The Problem Solving Life Manual

A major part of the Direct Support Professional’s job is to help people with disabilities build community connections. One of the difficulties faced by both DSPs and consumers is the dependency that has been built as many people receiving supports have learned to rely on DSPs to make decisions for them. In order to be safe and enjoy the community fully, people need skills in how to use their own judgment. 

The Problem Solving for Life Manual, developed by the Learning for Life training project at the Center for Development and Learning at the University of North Carolina at Chapel Hill, provides session-by-session instructions on teaching problem-solving in a group format. The program was designed to teach individuals with developmental disabilities how to handle common problem situations. The sessions focus on five easy problem-solving steps that are taught primarily with roleplay and visual aides. The sessions include lots of repetition and participatory activities to help individuals at various levels of cognitive functioning to learn the concepts.

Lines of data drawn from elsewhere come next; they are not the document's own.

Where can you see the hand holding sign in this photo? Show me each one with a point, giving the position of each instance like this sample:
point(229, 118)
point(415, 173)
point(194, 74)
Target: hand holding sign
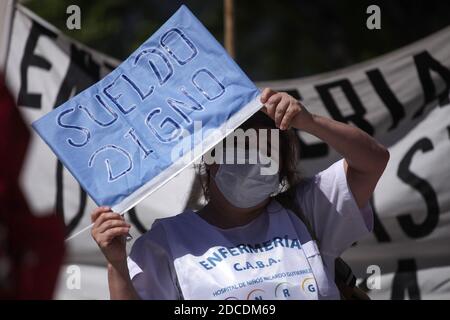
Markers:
point(118, 136)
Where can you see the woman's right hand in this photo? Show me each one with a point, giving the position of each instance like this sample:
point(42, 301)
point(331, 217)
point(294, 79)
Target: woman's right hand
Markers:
point(109, 231)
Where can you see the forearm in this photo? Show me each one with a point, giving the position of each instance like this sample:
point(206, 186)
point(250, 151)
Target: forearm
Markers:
point(120, 285)
point(362, 152)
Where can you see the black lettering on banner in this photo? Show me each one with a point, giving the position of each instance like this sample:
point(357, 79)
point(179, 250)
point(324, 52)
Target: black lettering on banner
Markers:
point(405, 278)
point(378, 229)
point(73, 223)
point(424, 64)
point(358, 117)
point(29, 59)
point(83, 71)
point(406, 222)
point(387, 96)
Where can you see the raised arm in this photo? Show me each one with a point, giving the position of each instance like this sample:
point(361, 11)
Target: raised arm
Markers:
point(109, 232)
point(365, 158)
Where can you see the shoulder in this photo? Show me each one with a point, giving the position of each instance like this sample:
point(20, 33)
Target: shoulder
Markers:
point(158, 233)
point(325, 182)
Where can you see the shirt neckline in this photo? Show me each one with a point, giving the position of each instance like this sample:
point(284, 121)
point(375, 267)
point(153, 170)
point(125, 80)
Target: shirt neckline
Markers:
point(228, 230)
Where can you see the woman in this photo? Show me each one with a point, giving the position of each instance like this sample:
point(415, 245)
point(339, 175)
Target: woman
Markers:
point(244, 244)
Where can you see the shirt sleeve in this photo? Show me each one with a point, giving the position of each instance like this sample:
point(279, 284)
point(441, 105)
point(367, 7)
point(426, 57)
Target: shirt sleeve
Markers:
point(151, 269)
point(329, 205)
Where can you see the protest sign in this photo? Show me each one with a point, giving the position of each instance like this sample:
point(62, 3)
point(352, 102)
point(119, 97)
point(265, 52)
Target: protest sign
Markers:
point(118, 136)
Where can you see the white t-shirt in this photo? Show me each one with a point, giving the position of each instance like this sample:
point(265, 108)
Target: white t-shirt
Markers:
point(272, 257)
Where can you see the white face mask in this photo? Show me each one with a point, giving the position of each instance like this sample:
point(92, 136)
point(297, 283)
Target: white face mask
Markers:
point(244, 186)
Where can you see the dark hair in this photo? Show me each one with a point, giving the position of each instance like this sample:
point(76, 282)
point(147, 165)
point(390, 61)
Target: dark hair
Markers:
point(289, 159)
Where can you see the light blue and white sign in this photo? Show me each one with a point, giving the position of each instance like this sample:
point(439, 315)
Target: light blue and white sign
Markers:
point(117, 137)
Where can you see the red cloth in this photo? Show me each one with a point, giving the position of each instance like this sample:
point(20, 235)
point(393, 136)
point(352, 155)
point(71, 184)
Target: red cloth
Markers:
point(31, 248)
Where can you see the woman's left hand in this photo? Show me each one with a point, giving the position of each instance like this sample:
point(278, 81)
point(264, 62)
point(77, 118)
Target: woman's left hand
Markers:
point(284, 109)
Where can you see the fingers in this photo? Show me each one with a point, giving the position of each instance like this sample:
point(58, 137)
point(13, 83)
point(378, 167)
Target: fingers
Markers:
point(111, 224)
point(287, 118)
point(105, 239)
point(266, 94)
point(97, 212)
point(272, 104)
point(280, 111)
point(104, 216)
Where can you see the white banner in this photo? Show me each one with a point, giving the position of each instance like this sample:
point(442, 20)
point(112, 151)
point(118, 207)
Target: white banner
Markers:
point(402, 99)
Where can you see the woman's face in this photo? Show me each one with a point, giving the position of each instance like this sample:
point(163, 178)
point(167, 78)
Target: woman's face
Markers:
point(244, 185)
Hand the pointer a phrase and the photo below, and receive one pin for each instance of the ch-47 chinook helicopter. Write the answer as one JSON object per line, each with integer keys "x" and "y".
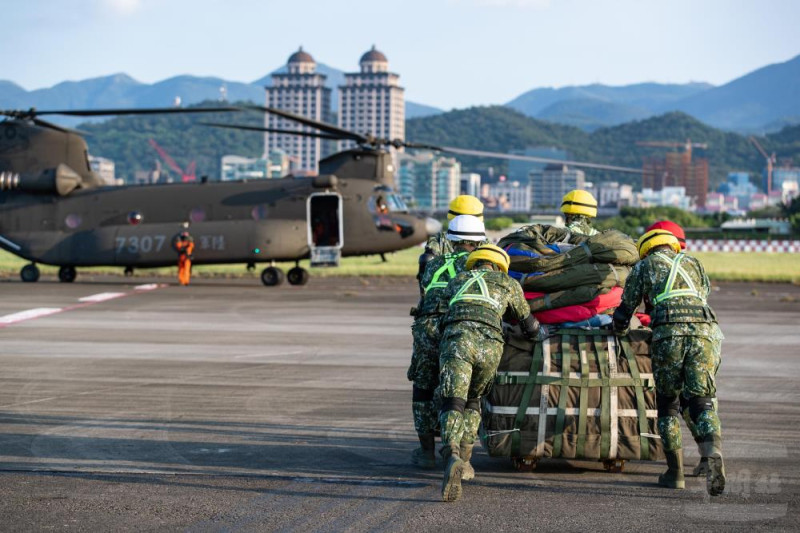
{"x": 54, "y": 210}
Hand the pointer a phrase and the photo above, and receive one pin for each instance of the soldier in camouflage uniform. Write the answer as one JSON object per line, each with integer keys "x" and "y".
{"x": 685, "y": 349}
{"x": 439, "y": 244}
{"x": 702, "y": 467}
{"x": 465, "y": 232}
{"x": 579, "y": 207}
{"x": 471, "y": 348}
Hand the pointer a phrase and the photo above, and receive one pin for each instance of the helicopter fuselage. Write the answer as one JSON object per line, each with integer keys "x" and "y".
{"x": 230, "y": 222}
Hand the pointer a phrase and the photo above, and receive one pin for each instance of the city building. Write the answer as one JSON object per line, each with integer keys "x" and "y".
{"x": 301, "y": 91}
{"x": 739, "y": 186}
{"x": 427, "y": 181}
{"x": 783, "y": 174}
{"x": 471, "y": 184}
{"x": 371, "y": 101}
{"x": 717, "y": 202}
{"x": 520, "y": 171}
{"x": 677, "y": 169}
{"x": 510, "y": 196}
{"x": 104, "y": 168}
{"x": 612, "y": 194}
{"x": 549, "y": 185}
{"x": 666, "y": 196}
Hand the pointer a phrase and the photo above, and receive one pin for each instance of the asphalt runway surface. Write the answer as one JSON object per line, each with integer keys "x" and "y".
{"x": 229, "y": 406}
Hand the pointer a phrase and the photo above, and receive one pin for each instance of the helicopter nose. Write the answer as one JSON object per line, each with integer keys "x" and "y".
{"x": 432, "y": 226}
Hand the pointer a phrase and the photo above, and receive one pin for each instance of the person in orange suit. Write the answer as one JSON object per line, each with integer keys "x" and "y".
{"x": 184, "y": 245}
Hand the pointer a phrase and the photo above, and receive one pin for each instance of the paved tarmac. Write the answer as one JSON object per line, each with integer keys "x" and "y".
{"x": 229, "y": 406}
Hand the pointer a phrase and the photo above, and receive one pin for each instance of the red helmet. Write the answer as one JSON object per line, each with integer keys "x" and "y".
{"x": 671, "y": 227}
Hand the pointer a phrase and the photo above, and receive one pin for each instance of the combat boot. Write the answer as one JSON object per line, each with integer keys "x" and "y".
{"x": 701, "y": 470}
{"x": 673, "y": 477}
{"x": 715, "y": 477}
{"x": 453, "y": 470}
{"x": 425, "y": 456}
{"x": 711, "y": 450}
{"x": 466, "y": 454}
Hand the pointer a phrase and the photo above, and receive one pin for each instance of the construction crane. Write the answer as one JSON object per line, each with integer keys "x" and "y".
{"x": 187, "y": 176}
{"x": 770, "y": 161}
{"x": 687, "y": 146}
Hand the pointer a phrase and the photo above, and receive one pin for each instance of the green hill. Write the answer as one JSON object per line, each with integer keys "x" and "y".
{"x": 497, "y": 128}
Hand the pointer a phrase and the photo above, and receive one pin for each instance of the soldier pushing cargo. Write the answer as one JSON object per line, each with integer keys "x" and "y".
{"x": 471, "y": 348}
{"x": 702, "y": 467}
{"x": 464, "y": 232}
{"x": 439, "y": 244}
{"x": 685, "y": 350}
{"x": 579, "y": 207}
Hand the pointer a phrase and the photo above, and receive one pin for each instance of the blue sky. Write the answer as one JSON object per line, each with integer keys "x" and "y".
{"x": 449, "y": 53}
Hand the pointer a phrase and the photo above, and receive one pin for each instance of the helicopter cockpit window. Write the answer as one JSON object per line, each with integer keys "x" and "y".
{"x": 73, "y": 221}
{"x": 134, "y": 218}
{"x": 198, "y": 214}
{"x": 384, "y": 201}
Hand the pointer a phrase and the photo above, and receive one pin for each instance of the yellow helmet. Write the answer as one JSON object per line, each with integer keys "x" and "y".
{"x": 491, "y": 253}
{"x": 579, "y": 202}
{"x": 465, "y": 205}
{"x": 654, "y": 238}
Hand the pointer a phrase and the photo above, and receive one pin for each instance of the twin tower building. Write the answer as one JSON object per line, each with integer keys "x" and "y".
{"x": 370, "y": 101}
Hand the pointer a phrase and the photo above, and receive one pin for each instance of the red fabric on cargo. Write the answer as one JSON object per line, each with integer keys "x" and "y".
{"x": 576, "y": 313}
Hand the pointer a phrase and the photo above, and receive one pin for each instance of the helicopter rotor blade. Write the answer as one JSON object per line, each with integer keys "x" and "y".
{"x": 272, "y": 130}
{"x": 498, "y": 155}
{"x": 321, "y": 126}
{"x": 143, "y": 111}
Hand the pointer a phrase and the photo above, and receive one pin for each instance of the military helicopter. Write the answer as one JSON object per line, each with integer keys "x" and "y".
{"x": 54, "y": 209}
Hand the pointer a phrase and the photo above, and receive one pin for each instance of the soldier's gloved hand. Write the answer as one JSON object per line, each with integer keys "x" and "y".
{"x": 621, "y": 322}
{"x": 530, "y": 327}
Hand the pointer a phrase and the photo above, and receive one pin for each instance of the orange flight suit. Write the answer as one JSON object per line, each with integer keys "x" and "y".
{"x": 185, "y": 248}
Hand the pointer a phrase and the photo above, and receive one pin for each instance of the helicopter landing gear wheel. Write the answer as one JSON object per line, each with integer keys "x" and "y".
{"x": 272, "y": 276}
{"x": 67, "y": 274}
{"x": 29, "y": 273}
{"x": 615, "y": 466}
{"x": 524, "y": 464}
{"x": 297, "y": 276}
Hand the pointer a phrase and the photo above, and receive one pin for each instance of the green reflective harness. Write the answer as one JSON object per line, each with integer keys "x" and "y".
{"x": 676, "y": 270}
{"x": 449, "y": 268}
{"x": 477, "y": 278}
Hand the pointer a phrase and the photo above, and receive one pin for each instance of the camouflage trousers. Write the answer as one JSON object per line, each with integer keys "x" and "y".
{"x": 424, "y": 372}
{"x": 686, "y": 366}
{"x": 470, "y": 355}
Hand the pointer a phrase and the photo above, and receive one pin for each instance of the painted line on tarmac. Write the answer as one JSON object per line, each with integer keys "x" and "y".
{"x": 27, "y": 315}
{"x": 39, "y": 312}
{"x": 102, "y": 297}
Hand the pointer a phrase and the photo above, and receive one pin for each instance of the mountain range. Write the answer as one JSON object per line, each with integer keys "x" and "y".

One of the main premises of the curriculum is that problem-solving skills are essential for community living. Recent interest in mental health issues in persons with mental retardation has called attention to difficulties in daily problem solving. Controlling anger and frustration in social or interpersonal situations is important for social adjustment at home and work. For many people with developmental disabilities, the lack of problem-solving and social skills poses serious obstacles for job success and community living. Acquiring interpersonal skills enables people to choose appropriate solutions in frustrating, anger-arousing, and puzzling social situations.

The Problem Solving for Life Manual uses a format that allows individuals with disabilities to participate. Active learning methods involve the participants and provide opportunities to run parts of each session. Visual aids and role-play help students with limited language skills understand the problem-solving concepts. The role-play situations are taken from real life, the scenarios are very simple, and they can include as much or as little dialogue as the participants wish to use. The sessions include plenty of repetition to help participants learn and remember the information. 

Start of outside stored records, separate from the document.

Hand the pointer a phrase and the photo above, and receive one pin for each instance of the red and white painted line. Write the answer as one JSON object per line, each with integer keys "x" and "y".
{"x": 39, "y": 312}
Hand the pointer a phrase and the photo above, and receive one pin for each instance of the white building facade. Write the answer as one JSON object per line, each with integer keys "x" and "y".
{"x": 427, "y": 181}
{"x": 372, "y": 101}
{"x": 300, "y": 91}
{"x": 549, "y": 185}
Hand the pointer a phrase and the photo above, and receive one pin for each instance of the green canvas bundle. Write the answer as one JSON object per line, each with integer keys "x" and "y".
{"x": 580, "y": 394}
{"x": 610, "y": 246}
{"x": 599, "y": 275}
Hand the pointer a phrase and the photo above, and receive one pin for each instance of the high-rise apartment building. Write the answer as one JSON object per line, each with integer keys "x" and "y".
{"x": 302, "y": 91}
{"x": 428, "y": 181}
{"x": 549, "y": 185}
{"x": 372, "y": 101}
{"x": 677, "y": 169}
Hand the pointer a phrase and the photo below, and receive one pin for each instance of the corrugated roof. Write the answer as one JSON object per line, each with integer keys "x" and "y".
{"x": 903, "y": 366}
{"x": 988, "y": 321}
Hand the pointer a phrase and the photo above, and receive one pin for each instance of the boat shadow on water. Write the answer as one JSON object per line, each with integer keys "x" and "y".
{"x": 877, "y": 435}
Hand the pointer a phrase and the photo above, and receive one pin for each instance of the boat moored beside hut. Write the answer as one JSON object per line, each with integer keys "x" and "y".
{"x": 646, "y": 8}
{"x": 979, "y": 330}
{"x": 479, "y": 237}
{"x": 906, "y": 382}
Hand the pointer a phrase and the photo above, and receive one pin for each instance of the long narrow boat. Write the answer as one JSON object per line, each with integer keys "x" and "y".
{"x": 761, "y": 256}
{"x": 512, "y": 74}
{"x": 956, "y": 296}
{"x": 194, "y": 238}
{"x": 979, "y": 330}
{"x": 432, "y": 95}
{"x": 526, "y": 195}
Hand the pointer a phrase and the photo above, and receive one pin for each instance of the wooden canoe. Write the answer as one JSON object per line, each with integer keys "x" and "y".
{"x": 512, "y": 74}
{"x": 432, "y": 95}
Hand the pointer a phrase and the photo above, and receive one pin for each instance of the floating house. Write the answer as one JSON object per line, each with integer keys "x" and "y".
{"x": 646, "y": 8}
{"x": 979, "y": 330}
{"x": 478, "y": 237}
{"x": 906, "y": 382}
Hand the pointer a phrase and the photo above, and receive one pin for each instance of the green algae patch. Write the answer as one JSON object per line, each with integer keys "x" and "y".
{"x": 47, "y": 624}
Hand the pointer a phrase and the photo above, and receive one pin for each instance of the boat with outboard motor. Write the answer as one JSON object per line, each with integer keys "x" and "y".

The manual delineates five problem-solving steps —

  1. Relax and take a deep breath.
  2. Use a positive self statement (say something nice to yourself).
  3. Identify the problem.
  4. Think of solutions.
  5. Choose and use a solution.

 These steps are presented one at a time, with several sessions for practicing each step before a new one is added. The manual provides directions to help instructors explain each step in a simple way.

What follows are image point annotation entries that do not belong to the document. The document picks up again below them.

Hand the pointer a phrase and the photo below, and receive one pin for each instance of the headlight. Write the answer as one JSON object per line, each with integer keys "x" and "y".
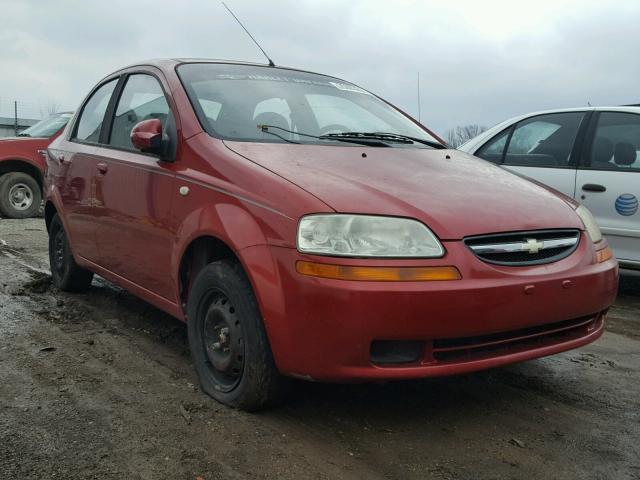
{"x": 366, "y": 236}
{"x": 590, "y": 224}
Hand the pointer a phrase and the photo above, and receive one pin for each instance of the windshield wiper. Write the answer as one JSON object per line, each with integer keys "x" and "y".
{"x": 384, "y": 136}
{"x": 360, "y": 141}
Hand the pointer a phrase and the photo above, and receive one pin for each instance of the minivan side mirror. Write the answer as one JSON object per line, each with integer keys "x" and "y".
{"x": 147, "y": 136}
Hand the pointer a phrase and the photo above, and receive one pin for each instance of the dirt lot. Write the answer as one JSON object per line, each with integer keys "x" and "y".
{"x": 100, "y": 385}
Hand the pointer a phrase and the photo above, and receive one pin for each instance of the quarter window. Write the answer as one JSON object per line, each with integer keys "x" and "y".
{"x": 616, "y": 144}
{"x": 493, "y": 150}
{"x": 142, "y": 99}
{"x": 544, "y": 140}
{"x": 92, "y": 116}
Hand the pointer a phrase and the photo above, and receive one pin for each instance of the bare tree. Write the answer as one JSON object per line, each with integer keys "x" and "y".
{"x": 50, "y": 108}
{"x": 458, "y": 135}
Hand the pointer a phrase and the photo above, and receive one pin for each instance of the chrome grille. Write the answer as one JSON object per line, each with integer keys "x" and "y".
{"x": 524, "y": 248}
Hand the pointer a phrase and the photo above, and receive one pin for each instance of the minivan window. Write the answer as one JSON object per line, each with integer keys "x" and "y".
{"x": 544, "y": 140}
{"x": 142, "y": 99}
{"x": 301, "y": 102}
{"x": 92, "y": 115}
{"x": 493, "y": 150}
{"x": 616, "y": 144}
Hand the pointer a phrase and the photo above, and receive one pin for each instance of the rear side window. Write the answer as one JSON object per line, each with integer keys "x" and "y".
{"x": 544, "y": 140}
{"x": 92, "y": 116}
{"x": 142, "y": 99}
{"x": 616, "y": 144}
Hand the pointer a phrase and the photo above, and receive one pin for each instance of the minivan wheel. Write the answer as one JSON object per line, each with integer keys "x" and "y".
{"x": 65, "y": 272}
{"x": 228, "y": 342}
{"x": 20, "y": 195}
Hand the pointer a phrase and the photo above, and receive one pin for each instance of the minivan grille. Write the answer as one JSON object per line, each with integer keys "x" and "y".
{"x": 524, "y": 248}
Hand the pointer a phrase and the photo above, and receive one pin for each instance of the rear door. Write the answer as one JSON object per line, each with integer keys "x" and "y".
{"x": 74, "y": 163}
{"x": 542, "y": 147}
{"x": 134, "y": 191}
{"x": 608, "y": 180}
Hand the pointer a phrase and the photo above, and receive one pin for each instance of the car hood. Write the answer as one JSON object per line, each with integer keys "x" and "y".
{"x": 22, "y": 140}
{"x": 454, "y": 193}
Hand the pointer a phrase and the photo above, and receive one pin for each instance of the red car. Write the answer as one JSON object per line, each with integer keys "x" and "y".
{"x": 22, "y": 166}
{"x": 304, "y": 227}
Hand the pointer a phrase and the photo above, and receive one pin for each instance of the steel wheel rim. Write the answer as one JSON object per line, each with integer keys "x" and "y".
{"x": 20, "y": 196}
{"x": 223, "y": 341}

The problem-solving manual is meant to be adapted to meet individual instructor’s needs. Past instructors have added their own creative touches (which have been noted in the manual as additional ideas). The program can be easily integrated into other curricula, and once the basic problem-solving steps are mastered, this modified format can be used for teaching more specific problem-solving skills (e.g., using public transportation, cooking, buying groceries, budgeting, etc.). The manual is currently in a draft form and not available for distribution, but it is possible to pilot it at different site.